When the Internet evaluates Donna Tart novels, you’d expect her Pulitzer Prize-winning The Goldfinch, or her Orange prize-winning acclaimed story The Little Friend to come out near the front of the pack – but instead her 1992 debut The Secret History usually tops lists. And I agree.
Over its 600 pages, The Secret History details the winter semester murder of Bunny Corcoran by his eclectic coterie of friends at the six person group of Classics students at Hampden College, a small liberal arts school in New England. Hampden resembles the type of school that takes second sons of the rich and wealthy misfits that didn’t quite fit in (or get in) anywhere else, five of the six students falling into one of these two categories. The sixth student and narrator Richard Papen has just transferred from California and hails neither from money nor New England. He spots the original group of five Classics majors on the first few days of college and immediately becomes infatuated by their aura of dark mystery. The novel journeys his efforts to join the friend group, and then the effects their murder has on their isolated circle.
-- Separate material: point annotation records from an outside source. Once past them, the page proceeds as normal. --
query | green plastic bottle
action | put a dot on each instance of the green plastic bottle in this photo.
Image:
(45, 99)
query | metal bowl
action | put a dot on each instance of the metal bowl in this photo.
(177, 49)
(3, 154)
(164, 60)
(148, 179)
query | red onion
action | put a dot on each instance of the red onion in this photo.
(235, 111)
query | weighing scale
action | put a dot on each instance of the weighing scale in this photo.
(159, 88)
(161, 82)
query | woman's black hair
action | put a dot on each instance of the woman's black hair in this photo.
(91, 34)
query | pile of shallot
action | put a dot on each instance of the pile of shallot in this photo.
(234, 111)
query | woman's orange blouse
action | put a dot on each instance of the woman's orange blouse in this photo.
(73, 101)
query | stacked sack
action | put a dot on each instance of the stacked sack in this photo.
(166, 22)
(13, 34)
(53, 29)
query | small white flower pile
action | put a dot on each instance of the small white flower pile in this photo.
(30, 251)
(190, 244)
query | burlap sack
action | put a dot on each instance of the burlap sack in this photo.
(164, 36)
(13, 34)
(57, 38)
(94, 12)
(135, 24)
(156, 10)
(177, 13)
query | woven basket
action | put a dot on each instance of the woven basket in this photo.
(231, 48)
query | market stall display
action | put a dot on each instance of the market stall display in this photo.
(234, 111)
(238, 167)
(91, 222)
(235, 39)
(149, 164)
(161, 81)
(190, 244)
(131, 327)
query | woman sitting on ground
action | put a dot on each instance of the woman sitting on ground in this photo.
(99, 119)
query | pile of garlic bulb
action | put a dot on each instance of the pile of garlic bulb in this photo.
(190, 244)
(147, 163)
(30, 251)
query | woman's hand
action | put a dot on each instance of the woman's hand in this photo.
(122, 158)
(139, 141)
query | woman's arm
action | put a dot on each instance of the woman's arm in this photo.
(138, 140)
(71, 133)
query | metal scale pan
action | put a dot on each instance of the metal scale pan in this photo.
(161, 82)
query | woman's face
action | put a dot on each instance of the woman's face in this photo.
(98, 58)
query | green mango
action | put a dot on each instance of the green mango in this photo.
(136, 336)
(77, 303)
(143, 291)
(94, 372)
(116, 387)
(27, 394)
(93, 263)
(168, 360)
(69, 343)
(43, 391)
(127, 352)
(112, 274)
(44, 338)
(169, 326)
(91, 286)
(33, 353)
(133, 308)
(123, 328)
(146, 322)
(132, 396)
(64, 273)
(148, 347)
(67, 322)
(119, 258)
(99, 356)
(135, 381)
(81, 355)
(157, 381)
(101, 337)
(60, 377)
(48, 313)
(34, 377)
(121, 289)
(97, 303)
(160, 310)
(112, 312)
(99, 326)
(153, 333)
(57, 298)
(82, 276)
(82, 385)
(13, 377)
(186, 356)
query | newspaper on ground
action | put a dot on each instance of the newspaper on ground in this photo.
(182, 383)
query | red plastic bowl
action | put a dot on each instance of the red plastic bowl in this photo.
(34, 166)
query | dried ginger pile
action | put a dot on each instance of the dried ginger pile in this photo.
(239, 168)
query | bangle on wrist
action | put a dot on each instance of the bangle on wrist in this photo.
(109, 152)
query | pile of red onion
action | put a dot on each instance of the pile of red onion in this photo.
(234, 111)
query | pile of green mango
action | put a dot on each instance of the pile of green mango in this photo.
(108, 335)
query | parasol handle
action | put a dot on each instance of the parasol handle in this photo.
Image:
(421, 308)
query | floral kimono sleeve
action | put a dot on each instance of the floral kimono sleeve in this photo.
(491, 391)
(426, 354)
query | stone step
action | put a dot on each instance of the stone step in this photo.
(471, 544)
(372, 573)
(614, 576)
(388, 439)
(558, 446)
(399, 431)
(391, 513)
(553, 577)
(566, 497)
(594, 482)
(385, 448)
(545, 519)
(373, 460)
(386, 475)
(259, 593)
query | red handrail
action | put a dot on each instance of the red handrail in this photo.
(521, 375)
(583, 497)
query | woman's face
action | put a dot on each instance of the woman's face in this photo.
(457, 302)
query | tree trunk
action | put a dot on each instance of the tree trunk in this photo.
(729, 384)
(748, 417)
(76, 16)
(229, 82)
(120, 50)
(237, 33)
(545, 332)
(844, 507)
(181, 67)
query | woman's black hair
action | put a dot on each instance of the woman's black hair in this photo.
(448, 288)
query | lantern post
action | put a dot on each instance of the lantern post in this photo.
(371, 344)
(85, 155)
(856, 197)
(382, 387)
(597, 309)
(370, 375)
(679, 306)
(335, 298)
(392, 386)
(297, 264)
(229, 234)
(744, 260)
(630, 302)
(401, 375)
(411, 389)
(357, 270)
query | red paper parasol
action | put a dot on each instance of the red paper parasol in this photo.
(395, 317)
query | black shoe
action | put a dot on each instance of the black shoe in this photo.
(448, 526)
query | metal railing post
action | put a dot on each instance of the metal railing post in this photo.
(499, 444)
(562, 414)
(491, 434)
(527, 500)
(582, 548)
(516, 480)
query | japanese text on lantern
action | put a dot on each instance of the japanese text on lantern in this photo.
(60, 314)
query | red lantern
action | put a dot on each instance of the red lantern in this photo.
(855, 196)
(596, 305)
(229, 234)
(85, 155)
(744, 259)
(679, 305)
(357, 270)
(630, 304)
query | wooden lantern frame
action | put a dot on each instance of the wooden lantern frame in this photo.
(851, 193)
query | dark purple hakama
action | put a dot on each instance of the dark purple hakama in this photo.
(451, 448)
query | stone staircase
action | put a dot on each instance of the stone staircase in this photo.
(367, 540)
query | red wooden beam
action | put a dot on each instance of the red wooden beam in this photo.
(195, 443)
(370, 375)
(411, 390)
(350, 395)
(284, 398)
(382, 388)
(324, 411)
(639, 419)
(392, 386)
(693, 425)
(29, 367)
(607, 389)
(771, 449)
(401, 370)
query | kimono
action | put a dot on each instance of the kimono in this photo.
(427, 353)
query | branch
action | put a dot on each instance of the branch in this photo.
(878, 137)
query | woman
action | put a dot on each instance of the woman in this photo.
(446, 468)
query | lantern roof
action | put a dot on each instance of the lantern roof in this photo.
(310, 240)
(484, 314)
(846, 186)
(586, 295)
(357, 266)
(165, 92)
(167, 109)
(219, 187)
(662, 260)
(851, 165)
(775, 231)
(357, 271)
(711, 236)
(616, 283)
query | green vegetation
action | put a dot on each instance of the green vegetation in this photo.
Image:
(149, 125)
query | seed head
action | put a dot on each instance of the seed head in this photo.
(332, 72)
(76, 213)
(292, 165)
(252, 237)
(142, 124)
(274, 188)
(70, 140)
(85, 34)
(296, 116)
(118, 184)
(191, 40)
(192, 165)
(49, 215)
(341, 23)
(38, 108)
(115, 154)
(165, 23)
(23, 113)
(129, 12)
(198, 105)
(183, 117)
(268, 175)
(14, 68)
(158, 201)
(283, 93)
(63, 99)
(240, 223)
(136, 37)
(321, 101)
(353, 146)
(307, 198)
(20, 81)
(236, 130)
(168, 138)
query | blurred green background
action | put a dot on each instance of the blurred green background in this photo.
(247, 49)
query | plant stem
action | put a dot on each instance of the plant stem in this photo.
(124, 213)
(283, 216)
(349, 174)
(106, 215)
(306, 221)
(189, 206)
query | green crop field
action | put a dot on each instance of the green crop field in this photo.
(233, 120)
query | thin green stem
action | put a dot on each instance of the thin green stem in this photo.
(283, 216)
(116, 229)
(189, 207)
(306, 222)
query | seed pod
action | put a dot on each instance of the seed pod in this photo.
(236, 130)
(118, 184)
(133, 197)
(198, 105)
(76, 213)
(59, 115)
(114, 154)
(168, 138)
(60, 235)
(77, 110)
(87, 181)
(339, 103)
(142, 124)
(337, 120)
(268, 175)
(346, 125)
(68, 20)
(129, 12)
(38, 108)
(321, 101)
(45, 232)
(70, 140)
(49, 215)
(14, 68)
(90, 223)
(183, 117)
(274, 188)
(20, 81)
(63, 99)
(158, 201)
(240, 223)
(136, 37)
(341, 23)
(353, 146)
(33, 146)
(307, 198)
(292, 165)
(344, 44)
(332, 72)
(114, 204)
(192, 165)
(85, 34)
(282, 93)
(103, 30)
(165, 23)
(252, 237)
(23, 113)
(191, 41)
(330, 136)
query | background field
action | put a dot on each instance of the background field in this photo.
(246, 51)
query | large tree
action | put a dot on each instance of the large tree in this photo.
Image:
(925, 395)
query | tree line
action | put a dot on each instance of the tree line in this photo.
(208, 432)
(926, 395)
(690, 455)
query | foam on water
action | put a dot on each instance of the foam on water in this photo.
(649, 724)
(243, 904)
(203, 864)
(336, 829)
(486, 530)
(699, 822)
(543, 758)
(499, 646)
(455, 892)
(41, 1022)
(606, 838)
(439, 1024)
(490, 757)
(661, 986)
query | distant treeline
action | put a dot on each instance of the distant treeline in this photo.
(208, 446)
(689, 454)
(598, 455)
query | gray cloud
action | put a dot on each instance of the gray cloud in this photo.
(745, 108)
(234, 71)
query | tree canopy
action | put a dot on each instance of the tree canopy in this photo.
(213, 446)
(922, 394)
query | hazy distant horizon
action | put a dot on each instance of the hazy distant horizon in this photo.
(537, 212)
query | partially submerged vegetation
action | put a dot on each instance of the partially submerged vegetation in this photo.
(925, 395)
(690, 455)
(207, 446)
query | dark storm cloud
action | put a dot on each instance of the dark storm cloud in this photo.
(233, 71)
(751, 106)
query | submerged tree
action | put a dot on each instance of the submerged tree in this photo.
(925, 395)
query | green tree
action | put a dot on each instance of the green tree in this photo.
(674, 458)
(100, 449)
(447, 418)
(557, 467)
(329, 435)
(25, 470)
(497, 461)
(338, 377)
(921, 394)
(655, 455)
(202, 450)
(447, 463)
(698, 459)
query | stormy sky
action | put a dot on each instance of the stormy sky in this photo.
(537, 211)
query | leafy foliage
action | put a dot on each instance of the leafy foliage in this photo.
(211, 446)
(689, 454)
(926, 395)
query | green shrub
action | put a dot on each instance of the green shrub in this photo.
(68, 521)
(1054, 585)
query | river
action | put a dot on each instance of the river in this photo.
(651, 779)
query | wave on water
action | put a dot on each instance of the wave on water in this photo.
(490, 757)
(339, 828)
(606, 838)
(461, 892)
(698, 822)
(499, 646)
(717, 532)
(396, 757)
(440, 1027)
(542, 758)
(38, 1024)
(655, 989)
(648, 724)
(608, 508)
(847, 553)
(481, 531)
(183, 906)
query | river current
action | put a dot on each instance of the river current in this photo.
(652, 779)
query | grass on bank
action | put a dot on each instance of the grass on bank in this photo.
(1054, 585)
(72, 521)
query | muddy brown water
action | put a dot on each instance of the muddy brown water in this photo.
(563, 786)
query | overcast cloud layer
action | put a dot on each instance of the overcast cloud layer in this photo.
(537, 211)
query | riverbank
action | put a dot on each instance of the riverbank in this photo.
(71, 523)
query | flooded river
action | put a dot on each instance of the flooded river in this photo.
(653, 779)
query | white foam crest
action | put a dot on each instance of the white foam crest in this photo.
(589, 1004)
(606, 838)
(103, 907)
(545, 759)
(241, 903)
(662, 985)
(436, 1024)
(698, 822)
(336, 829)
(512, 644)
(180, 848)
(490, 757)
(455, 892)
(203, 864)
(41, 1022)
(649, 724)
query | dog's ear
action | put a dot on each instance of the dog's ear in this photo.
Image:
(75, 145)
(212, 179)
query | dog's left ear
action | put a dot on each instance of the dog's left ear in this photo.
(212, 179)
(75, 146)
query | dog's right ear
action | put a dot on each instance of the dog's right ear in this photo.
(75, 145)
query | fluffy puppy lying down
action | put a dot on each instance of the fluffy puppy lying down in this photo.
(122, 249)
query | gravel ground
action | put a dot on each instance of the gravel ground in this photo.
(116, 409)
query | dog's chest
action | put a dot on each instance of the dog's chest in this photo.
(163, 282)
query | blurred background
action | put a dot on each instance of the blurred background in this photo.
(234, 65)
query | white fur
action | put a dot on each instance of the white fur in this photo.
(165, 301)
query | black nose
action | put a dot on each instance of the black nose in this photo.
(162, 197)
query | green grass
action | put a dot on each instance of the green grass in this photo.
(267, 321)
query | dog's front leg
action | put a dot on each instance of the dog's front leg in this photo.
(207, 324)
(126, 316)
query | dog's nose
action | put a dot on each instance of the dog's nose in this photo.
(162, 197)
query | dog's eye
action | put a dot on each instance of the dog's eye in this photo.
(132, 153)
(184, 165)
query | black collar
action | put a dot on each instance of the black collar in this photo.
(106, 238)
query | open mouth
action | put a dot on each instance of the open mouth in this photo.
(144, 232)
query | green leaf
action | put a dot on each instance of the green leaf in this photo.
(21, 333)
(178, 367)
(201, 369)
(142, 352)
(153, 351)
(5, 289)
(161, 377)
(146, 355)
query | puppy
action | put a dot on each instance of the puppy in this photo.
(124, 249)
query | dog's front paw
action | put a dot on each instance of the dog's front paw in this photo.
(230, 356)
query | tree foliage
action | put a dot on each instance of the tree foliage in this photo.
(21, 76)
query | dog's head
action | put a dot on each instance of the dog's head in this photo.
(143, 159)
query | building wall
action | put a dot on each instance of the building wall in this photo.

The Secret History mirrors Procopious’s retelling of Byzantine misdeeds. The gorgeous facade, the aesthetic, and the prose mask the rotten innards and obscures what the words actually spell out; the story that Tartt tells of murder and death and corruption and how far we will go for appearances. Within the world she builds, the students — rich, intelligent, and as the narrator reminds us ever so beautiful — hide away their vile actions with their aura and aesthetics. As Tartt writes, “Beauty is terror. Whatever we call beautiful, we quiver before it…we want to be devoured by it, to hide ourselves in that fire which refines us.”
Tartt’s group of six lives by this mantra. They love beauty, yearn for it, and revere it. To Richard’s and our eyes they are viewed as ethereal, dripping in wealth, chic and smart, more cultured than their contemporaries, just so effortlessly cool. They would live and die for it, and so they do.
And now, for a quick anecdote. It is relevant, I promise.
Frank Herbert first published Dune in 1965. A cautionary tale, Dune critiques religiosity and blind devotion, warning readers about power, control, and admiration. To quote Frank Herbert; “the bottom line of the Dune trilogy is: beware of heroes. Much better to rely on your own judgment, and your own mistakes”. Instead of heeding his warning, readers fell in love with Paul Atreides, the protagonist. Staring this misunderstanding in its face, Frank Herbert released his 1969 sequel titled Dune: Messiah, Herbert crafted this book to express his messages on power, idolatry, and obtuse vernation with a significantly more overt hand. He says; do not fall for the pretty words of the elite, think for yourself. Few can read Dune: Messiah without coming away with that exact idea.
I implore Tartt to follow in his footsteps, not purely because I yearn for more of Tartt’s stunning writing (although I do), but because of the broad popular inability to grasp the themes of The Secret History. At its core, The Secret History critiques the aesthetic of intellectualism. And, in Tartt’s efforts to explore this theme, the book became a crucial aspect of that very aesthetic. I’m sure you’ve seen it; smooth jazz accompanied by soft singing in a Romance language (often French or Italian), dark wood and low light, a scattering of candles, stacks of classic novels; the works of Austin, Dostoevsky, Nietzsche. It’s all ribbons, Mary Janes, essays written in scrawled, cramped handwriting, Baroque paintings, black coffee and nothing more vivid than a deep ocean blue. The domain of dark academia – Donna Tartt its reigning queen, The Secret History its eternal constitution.
Some try to co-opt the dark academia aesthetic, not realizing that in the process they are reaching for a paperthin illusion. These characters are not cool, or chic, or a tightnite group of elegant geniuses. They are murderers, people who hate each other and bury their secrets from one another, yearning for beautiful purity at all costs. To readers of Dorian Gray: sound familiar? And the lovers of the aesthetic — the pretty things and world, the prose and ideas Tartt’s characters explore — do exactly what Tartt warned against: they are seduced by aesthetics. Just like Herbert fans loved Paul Atreides, Donna Tartt fans love dark academia – and in the process, they ignore the silver platter piled high with caution. Do not live for others’ consumption, for you will destroy yourself.